2 We review the facts in the light most favorable to the prevailing party in the circuit court—here, the Commonwealth. Burford v. Commonwealth, 78 Va. App. 170, 179 (2023). We also unseal facts found in the sealed record only to the extent we must discuss them. Brown v. Va. State Bar ex rel. Sixth Dist. Comm., 302 Va. 234, 240 n.2 (2023). -2- At Davis’s second revocation hearing before Judge Morrison, the Commonwealth

initially moved to dismiss the case because Davis’s counsel told the Commonwealth that Davis

had been reporting to a Texas probation officer. Virginia probation officer Raymond Godino

testified. Officer Godino read the MVR allegations and addendum into the record. Initially,

Officer Godino could not verify whether his office transferred Davis’s probation to Texas. After

the circuit court directed him to check the probation office’s records, Officer Godino confirmed

Davis was neither transferred to Texas nor was he on probation in Texas. Because Officer

Godino’s confirmation vitiated Davis’s representations, the circuit court “denied th[e] motion [to

dismiss].”

At the close of the Commonwealth’s evidence, Davis moved to strike. He argued that the

Commonwealth failed to identify Davis as the probationer and that the MVR contained “hearsay

and conclusions.” He also argued that the Commonwealth failed to show Davis signed any rules

of probation related to the case. The court denied the motion and did the same upon Davis’s

renewal.

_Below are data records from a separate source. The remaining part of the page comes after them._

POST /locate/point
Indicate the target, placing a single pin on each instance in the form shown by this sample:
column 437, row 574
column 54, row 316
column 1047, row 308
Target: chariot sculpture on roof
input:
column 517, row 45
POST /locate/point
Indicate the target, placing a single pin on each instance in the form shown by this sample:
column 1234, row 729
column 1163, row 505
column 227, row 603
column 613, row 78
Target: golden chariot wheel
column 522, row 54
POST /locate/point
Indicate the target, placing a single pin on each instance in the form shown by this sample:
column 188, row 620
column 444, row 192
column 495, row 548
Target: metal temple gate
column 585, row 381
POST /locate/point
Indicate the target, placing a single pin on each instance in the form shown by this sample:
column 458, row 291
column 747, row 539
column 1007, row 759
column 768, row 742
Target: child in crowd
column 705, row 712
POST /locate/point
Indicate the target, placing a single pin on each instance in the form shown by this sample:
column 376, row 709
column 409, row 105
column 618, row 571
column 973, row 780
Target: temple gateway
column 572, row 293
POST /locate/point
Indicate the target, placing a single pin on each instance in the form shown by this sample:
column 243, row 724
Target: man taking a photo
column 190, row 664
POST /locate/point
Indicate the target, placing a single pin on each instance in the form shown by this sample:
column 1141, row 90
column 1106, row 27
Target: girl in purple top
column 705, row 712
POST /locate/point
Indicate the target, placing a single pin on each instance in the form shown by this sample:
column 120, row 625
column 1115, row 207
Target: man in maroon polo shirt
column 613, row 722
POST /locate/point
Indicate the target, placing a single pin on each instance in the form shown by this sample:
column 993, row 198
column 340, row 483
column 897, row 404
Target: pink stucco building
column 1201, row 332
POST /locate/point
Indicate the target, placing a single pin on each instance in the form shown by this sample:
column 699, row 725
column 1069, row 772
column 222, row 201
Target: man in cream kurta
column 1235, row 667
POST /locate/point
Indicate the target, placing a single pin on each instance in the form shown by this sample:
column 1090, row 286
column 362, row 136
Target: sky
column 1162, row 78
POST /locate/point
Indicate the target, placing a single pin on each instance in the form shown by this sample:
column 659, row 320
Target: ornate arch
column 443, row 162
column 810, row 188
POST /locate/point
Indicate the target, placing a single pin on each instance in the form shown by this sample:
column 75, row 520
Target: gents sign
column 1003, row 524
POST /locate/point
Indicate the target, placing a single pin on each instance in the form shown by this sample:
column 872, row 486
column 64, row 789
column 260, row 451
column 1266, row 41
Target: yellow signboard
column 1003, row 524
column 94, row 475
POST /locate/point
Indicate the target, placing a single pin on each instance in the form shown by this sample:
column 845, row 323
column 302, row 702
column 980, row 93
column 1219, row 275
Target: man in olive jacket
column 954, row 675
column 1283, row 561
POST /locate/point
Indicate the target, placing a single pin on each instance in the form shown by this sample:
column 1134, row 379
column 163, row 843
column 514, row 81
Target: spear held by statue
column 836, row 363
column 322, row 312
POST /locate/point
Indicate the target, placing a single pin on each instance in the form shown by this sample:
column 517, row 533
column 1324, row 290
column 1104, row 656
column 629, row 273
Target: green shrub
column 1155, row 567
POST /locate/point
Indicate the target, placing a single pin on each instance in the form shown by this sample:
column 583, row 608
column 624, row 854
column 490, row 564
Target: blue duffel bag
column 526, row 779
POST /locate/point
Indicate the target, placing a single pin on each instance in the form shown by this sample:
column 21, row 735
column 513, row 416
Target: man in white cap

It then found Davis in violation of his probation.

At sentencing, Davis contended that the MVR alleged only a second technical violation,

limiting his sentence to no more than 14 days. The court disagreed, citing “new changes” in the

law. Finding Davis in violation, the court revoked his suspended sentences, resuspending all but

three years, and ordered three years of supervised probation. This appeal followed.

ANALYSIS

Davis challenges the sufficiency of the evidence to prove his identity as the probationer

and the circuit court’s interpretation and application of Code § 19.2-306.1. We review the circuit

court’s revocation decision to determine whether the circuit court abused its discretion. Burford

v. Commonwealth, 78 Va. App. 170, 179 (2023). Circuit courts abuse their discretion by giving

significant weight to improper factors, failing to consider proper factors, or committing a clear

-3- error of judgment. Lawlor v. Commonwealth, 285 Va. 187, 213 (2013). But we review Davis’s

statutory interpretation arguments de novo. Berry v. Bd. of Supervisors, 302 Va. 114, 127

(2023). Through these lenses, we consider Davis’s arguments in turn.

I. Identity

Davis first argues that the Commonwealth failed to prove his identity at the revocation

hearing. We disagree.

Probationers are not entitled to the full panoply of due process protections afforded

during the criminal prosecution. Price v. Commonwealth, 51 Va. App. 443, 446 (2008).

Revocation proceedings involve a mere “‘modification of the sentence’ imposed for [the] prior

conviction[s].” Alsberry v. Commonwealth, 39 Va. App. 314, 318 (2002) (quoting Merritt v.

Commonwealth, 32 Va. App. 506, 508 (2000)). So during these ancillary proceedings, the

sentencing court wields wide discretion. Johnson v. Commonwealth, 296 Va. 266, 276 (2018).

The sentencing court need not observe “formal procedures,” nor do the rules of evidence apply.

Id. In fact, the court may consider evidence “that would not be admissible in an adversar[ial]

criminal trial,” including hearsay evidence. Davis v. Commonwealth, 12 Va. App. 81, 84 (1991)

(quoting Morrissey v. Brewer, 408 U.S. 471, 489 (1972)). In tandem, the Commonwealth is not

obligated to prove beyond a reasonable doubt that the violation occurred; the allegation need

only be supported by preponderant evidence. See Code § 19.2-306.1(C); Cox v. Commonwealth,

65 Va. App. 506, 520 n.3 (2015); Burford, 78 Va. App. at 180.

Here, the circuit court’s finding that Davis was the probationer was not plainly wrong or

without evidentiary support. Davis essentially conceded this fact by telling the circuit court that

he had not absconded because he was on probation in Texas, joining the Commonwealth’s

motion to dismiss the violations on that basis.